Think Bayes - Estimation

The dice problem

Suppose I have a box of dice that contains a 4-sided die, a 6-sided die, an 8-sided die, a 12-sided die, and a 20-sided die. If you have ever played Dungeons & Dragons, you know what I am talking about.
一个箱子里面有四边骰子,六边的骰子,八边的骰子,十二边的骰子,二十边的骰子。

Suppose I select a die from the box at random, roll it, and get a 6. What is the probability that I rolled each die?
如果随机选择一个骰子,投掷出来是6点,那么我们是投掷哪个骰子的可能性是多少?

Let me suggest a three-step strategy for approaching a problem like this.

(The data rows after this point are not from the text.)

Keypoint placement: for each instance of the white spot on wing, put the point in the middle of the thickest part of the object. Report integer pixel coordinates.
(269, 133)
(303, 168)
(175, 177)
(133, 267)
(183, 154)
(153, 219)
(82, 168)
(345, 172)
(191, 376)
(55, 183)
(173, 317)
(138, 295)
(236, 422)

  1. Choose a representation for the hypotheses.
  2. Choose a representation for the data.
  3. Write the likelihood function.

处理问题的三步骤:选择一个假说的代表,选择一个数据的代表,写好可能性函数。

In previous examples I used strings to represent hypotheses and data, but for the die problem I’ll use numbers. Specifically, I’ll use the integers 4, 6, 8, 12, and 20 to represent hypotheses:

suite = Dice([4, 6, 8, 12, 20])

And integers from 1 to 20 for the data. These representations make it easy to write the likelihood function:

class Dice(Suite):
    def Likelihood(self, data, hypo):
        if hypo < data:
            return 0
        else:
            return 1.0/hypo

Here’s how Likelihood works. If hypo

Otherwise the question is, “Given that there are hypo sides, what is the chance of rolling data?” The answer is 1/hypo, regardless of data.

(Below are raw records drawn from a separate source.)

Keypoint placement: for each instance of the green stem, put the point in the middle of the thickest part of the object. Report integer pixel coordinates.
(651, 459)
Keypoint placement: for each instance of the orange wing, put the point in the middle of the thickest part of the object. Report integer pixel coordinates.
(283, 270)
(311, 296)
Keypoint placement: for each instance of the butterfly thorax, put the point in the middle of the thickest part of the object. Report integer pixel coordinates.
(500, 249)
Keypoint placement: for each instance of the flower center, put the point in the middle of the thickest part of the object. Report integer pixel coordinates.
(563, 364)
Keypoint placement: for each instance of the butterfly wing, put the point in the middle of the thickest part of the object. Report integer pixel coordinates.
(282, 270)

Here is the statement that does the update (if I roll a 6):

suite.Update(6)

And here is the posterior distribution:

4   0.0
6   0.392156862745
8   0.294117647059
12  0.196078431373
20  0.117647058824

After we roll a 6, the probability for the 4-sided die is 0. The most likely alternative is the 6-sided die, but there is still almost a 12% chance for the 20-sided die.

What if we roll a few more times and get 6, 8, 7, 7, 5, and 4?

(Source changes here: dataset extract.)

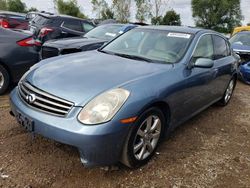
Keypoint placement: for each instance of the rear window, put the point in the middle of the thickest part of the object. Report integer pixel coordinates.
(41, 20)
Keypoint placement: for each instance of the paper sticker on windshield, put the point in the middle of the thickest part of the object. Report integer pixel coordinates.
(179, 35)
(110, 34)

for roll in [6, 8, 7, 7, 5, 4]:
    suite.Update(roll)

With this data the 6-sided die is eliminated, and the 8-sided die seems quite likely. Here are the results:

4  0.0
6  0.0
8  0.943248453672
12 0.0552061280613
20 0.0015454182665

Now the probability is 94% that we are rolling the 8-sided die, and less than 1% for the 20-sided die.

The dice problem is based on an example I saw in Sanjoy Mahajan’s class on Bayesian inference. You can download the code in this section from http://thinkbayes.com/dice.py. For more information see “Working with the code” on page xi.

The locomotive problem

I found the locomotive problem in Frederick Mosteller’s, Fifty Challenging Problems in Probability with Solutions (Dover, 1987):

“A railroad numbers its locomotives in order 1..N. One day you see a locomotive with the number 60. Estimate how many locomotives the railroad has.”

就是在火车站的火车是按照顺序排列的,从1到N,一天你看到一个火车上标写的是60号,评估一下有多少火车在车站里。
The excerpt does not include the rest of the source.